YouTube Data Harvesting and Warehousing using SQL, MongoDB, and Streamlit. A Python-based tool called YouTube Data Harvesting and Warehousing enables users to obtain and examine data from different YouTube channels. With the help of SQL, MongoDB, and Streamlit, the program creates an interactive and user-friendly interface that makes it simple for users to retrieve, save, and query data related to YouTube channels and videos.
- pip install pandas
- pip install streamlit
- pip install psycopg
- pip install pymongo
- pip install google-api-python-client
Using Streamlit, users can interact with the application more easily and retrieve and analyze data more quickly. Here i used streamlit application to create a simple user interface where users can easily input various youtube channel id to extract data and analyze it.
Throughout the whole development process, from data retrieval and processing to analysis and visualization, the project makes use of Python's ease of use and versatility. i used vs code to develop the application.

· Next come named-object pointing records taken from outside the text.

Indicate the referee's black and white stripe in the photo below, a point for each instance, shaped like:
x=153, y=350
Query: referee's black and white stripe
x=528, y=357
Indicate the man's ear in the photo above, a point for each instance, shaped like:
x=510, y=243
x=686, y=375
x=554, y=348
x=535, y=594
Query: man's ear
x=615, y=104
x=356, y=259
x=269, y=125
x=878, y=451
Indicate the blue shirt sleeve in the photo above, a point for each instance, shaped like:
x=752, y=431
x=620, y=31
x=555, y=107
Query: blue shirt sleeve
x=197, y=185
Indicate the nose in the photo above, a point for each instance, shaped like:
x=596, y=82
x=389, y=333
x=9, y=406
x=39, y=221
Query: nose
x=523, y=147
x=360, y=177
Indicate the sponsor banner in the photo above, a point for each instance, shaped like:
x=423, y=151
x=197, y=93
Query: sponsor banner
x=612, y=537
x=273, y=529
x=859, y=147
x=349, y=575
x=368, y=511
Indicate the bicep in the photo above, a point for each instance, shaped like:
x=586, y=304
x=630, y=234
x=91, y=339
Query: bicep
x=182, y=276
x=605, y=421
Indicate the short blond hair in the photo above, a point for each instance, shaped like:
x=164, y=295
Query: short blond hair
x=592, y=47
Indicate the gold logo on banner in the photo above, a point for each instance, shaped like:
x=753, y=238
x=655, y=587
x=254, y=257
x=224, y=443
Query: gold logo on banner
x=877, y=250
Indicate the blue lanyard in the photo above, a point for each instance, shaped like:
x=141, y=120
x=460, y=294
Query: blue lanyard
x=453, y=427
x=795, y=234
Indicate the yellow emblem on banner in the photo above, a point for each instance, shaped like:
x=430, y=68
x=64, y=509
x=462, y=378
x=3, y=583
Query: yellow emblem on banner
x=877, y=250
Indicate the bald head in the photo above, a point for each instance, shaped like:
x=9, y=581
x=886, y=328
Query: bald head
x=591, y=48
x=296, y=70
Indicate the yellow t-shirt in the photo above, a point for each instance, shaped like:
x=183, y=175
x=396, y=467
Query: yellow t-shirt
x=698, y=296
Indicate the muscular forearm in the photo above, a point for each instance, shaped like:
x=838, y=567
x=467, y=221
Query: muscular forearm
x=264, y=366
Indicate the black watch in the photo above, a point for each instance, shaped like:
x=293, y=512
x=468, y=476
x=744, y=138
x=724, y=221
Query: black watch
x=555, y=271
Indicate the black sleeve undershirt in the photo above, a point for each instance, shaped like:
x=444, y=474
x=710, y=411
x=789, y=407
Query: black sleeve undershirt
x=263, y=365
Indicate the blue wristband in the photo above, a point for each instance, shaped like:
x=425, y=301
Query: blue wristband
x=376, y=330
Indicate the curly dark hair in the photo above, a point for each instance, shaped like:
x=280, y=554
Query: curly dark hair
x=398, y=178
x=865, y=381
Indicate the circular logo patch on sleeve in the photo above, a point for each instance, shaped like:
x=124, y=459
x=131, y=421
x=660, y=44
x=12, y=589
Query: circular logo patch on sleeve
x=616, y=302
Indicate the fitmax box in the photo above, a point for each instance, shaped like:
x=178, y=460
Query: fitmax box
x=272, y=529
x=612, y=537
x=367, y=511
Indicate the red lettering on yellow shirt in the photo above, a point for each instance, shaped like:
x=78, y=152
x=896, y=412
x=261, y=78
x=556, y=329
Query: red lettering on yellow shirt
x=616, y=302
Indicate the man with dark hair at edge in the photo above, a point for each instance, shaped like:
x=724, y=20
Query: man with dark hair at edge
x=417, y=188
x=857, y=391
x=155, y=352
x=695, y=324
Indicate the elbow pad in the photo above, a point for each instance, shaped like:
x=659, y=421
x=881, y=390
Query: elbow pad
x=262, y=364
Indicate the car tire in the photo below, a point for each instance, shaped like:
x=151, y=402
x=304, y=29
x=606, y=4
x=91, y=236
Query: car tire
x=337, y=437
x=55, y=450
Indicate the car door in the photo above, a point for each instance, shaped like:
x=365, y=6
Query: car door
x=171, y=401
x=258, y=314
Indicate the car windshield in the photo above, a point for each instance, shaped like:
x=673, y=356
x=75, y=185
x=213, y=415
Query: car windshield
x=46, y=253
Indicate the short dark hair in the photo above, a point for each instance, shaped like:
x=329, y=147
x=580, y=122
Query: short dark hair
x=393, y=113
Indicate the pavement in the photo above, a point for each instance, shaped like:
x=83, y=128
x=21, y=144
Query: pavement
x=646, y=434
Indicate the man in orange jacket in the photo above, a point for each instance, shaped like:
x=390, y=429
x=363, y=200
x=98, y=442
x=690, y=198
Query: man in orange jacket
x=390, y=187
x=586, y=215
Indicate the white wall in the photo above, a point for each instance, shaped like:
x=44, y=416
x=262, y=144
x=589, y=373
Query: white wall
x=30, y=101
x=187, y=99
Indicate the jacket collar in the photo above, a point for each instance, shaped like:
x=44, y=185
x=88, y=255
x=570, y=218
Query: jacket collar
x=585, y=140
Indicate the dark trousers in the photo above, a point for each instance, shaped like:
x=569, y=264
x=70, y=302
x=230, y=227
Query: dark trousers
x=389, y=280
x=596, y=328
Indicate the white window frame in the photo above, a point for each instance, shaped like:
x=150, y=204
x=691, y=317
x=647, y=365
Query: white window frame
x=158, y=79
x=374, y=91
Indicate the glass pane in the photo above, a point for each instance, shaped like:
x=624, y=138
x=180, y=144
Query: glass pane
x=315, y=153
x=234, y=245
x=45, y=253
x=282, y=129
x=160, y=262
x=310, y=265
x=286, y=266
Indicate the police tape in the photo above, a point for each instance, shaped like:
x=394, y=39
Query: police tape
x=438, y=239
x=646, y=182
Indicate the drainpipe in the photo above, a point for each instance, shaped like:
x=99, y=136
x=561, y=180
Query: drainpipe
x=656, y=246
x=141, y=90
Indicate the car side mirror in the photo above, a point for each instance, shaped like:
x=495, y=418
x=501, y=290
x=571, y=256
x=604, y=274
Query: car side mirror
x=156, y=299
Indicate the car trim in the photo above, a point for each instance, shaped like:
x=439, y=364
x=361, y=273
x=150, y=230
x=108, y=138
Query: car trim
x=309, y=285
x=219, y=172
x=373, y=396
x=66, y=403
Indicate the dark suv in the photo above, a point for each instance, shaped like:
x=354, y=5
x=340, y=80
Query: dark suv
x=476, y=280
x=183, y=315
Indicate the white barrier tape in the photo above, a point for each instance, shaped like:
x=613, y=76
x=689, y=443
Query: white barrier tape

Different functional blocks of codes written to compile a final outuput.
The Python googleapiclient module makes it easier to communicate with YouTube's Data API v3, allowing for the retrieval of crucial data including channel and video details as well as comments.
MongoDB is a document database that can store structured or unstructured data in a format similar to JSON. It offers flexibility and scalability. MongoDB compass has been helpful in forming a datalake and for json handling.
With support for multiple data types and sophisticated SQL features, PostgreSQL is a sophisticated and scalable database management system (DBMS) used for managing and storing structured data. Helpful in manipulaing and arranging data into a proper dataframe. certain queries were developed to understand manipulated data which gave more insights.
The ethical perspective on YouTube data scraping involves following YouTube's terms and conditions, gaining the necessary authorization, and dealing with data protection rules ethically and responsibly. The project places a strong emphasis on protecting confidentiality and privacy, managing data responsibly, and avoiding abuse or deception. To maintain integrity and reduce the impact on the platform and its community, ethical principles are adhered to.
- googleapiclient.discovery
- pandas
- psycopg2
- streamlit
- pymongo
- Using the YouTube API to retrieve channel, video and comment data from YouTube.
- Data lake-style data storage in a MongoDB compass database.
- Data transfer from the data lake to a SQL database so that analysis and querying may be done quickly.
- Data is searched for and retrieved from the SQL database using various search parameters.
- Final visualization and insights of data using streamlit application.